What our guts really need are foods that will keep them healthy and able to do their job, which is to break down foods into nutrients and waste. The foods the microbiome really needs and desires are those that provide either the enzymes they need to function or the building blocks needed to create these essential enzymes. These substances are live cultures known as pre- and probiotics.
In the last few years, it’s become fashionable for major manufacturers of yogurt products, especially those marketed to women, to add extra, living probiotics to their recipes, and this is a good thing—in theory. That’s because the science confirms how good for us probiotics are. What’s not so great is that the actual viability of factory-added probiotics is questionable because the mix of probiotics they add to their products is usually limited, and even these few live cultures may be killed or weakened in the heating and preserving processes these mass-produced foods must undergo. But getting probiotics via natural, fresh whole foods, or naturally fermented raw foods, promotes fabulous flora health. So does including prebiotic rich foods (raw foods that contain insoluble fiber, such as onions, leeks, bananas, Jerusalem artichokes, and chicory) that provide food for the helpful bacteria, allowing them to grow and multiply, thereby improving our bodies’ ability to absorb key nutrients like calcium and magnesium, and to support the creation and elimination of healthy stools.

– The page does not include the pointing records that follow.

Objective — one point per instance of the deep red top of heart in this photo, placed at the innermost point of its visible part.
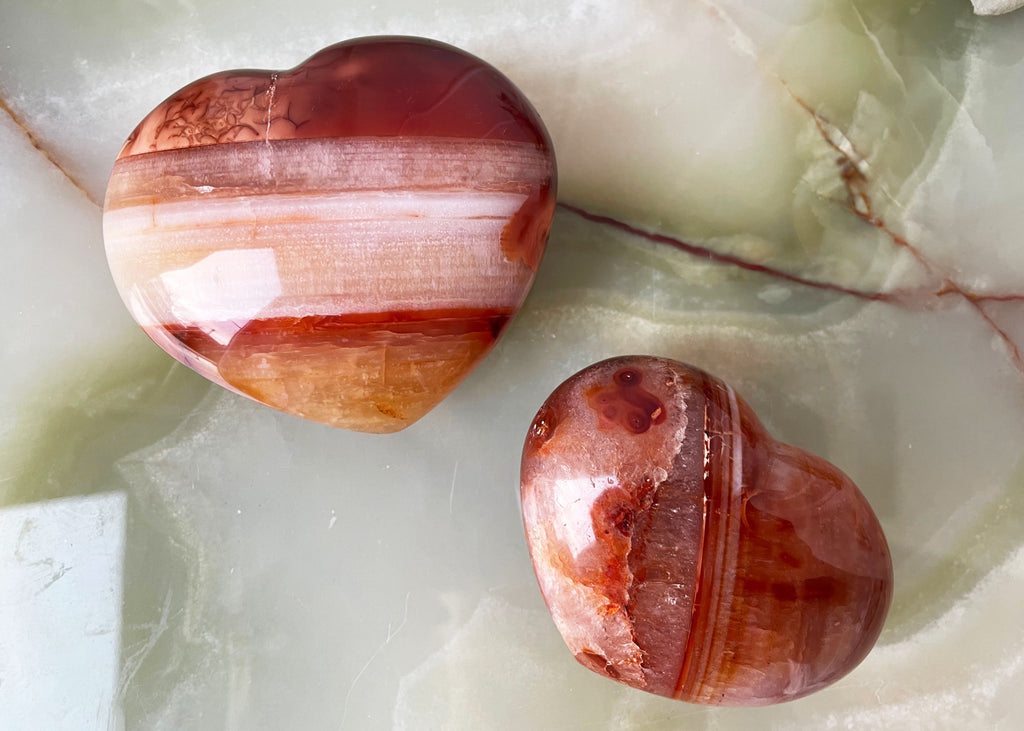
(382, 86)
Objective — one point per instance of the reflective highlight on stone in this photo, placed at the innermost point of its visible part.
(684, 552)
(343, 241)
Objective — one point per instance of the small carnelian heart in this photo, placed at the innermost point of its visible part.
(344, 241)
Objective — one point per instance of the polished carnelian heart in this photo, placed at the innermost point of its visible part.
(684, 552)
(344, 241)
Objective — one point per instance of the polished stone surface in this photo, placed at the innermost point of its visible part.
(683, 551)
(343, 241)
(280, 573)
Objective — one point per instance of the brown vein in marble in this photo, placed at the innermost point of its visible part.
(38, 144)
(852, 172)
(719, 257)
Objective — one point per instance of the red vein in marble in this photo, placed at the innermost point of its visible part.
(38, 144)
(719, 257)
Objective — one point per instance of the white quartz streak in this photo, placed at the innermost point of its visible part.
(273, 256)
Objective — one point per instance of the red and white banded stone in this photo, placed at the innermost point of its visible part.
(343, 241)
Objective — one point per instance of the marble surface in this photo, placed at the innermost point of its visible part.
(816, 201)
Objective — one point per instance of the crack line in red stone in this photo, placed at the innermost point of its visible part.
(38, 144)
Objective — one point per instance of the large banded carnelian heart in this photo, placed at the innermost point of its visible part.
(343, 241)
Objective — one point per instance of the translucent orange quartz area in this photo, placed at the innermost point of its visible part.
(344, 241)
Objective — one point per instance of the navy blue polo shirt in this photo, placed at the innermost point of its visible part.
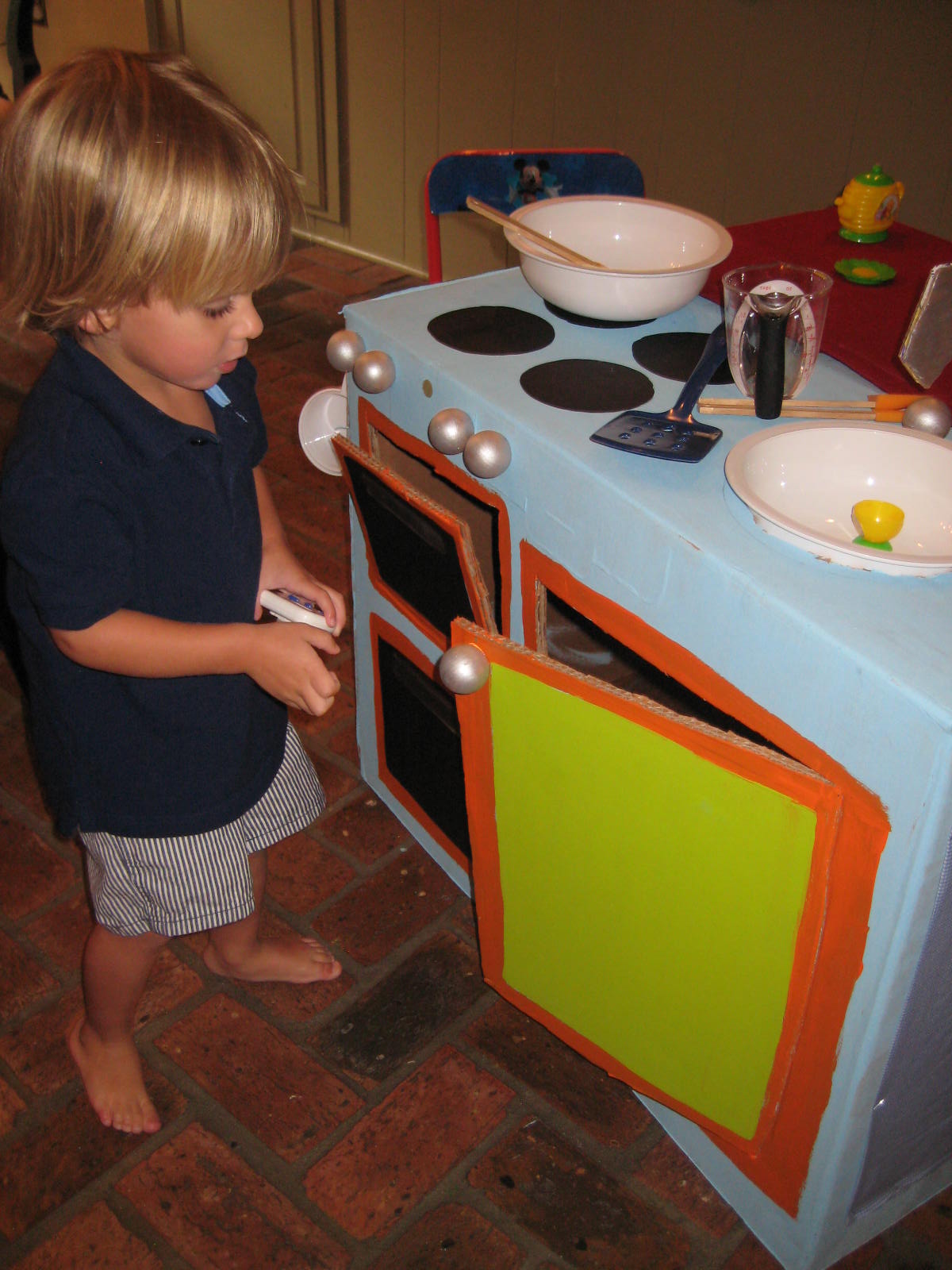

Something I’m fascinated by is how ancient cultures, separated by seas and continents, intuitively understood the importance of adding pre- and probiotic foods to their diets. Red wine is a great example of a fermented food that can aid our digestion, as do other fresh, raw fermented foods like sauerkraut and kimchi. Ancient cultures also understood that fermented raw foods (think ancient Greek yogurt) also supported digestive health, and that allowing food to ferment naturally (which means simply allowing the bacteria in the air to interact with the raw vegetables and a little salt) preserved foods, too.
The fermentation process turns sugars from food into healthful agents like enzymes. The alchemy turns grape juice into wine, grains into beer, carbohydrates into carbon dioxide to leaven sourdough bread, and sugars in vegetables into organic acids, which preserve them.
Ancient Greeks and Romans used sauerkraut (salted shredded cabbage exposed to air) to treat and prevent intestinal infections. Captain Cook and other explorers on the high seas used sauerkraut and lime juice to prevent scurvy. Throughout Europe and Russia sauerkraut and other fermented foods (kefir, yogurt, buttermilk, kvass, borscht, etc.) have been eaten for centuries. Many African cultures still use fermentation as a way of preserving gruels made from corn and sorghum. The people of India use a delicious, pungent paste made from the juice of sauerkraut, as well as yogurt, to aid digestion. Eskimos even bury fermented seal and whale meat to preserve it for use over long, frozen winters.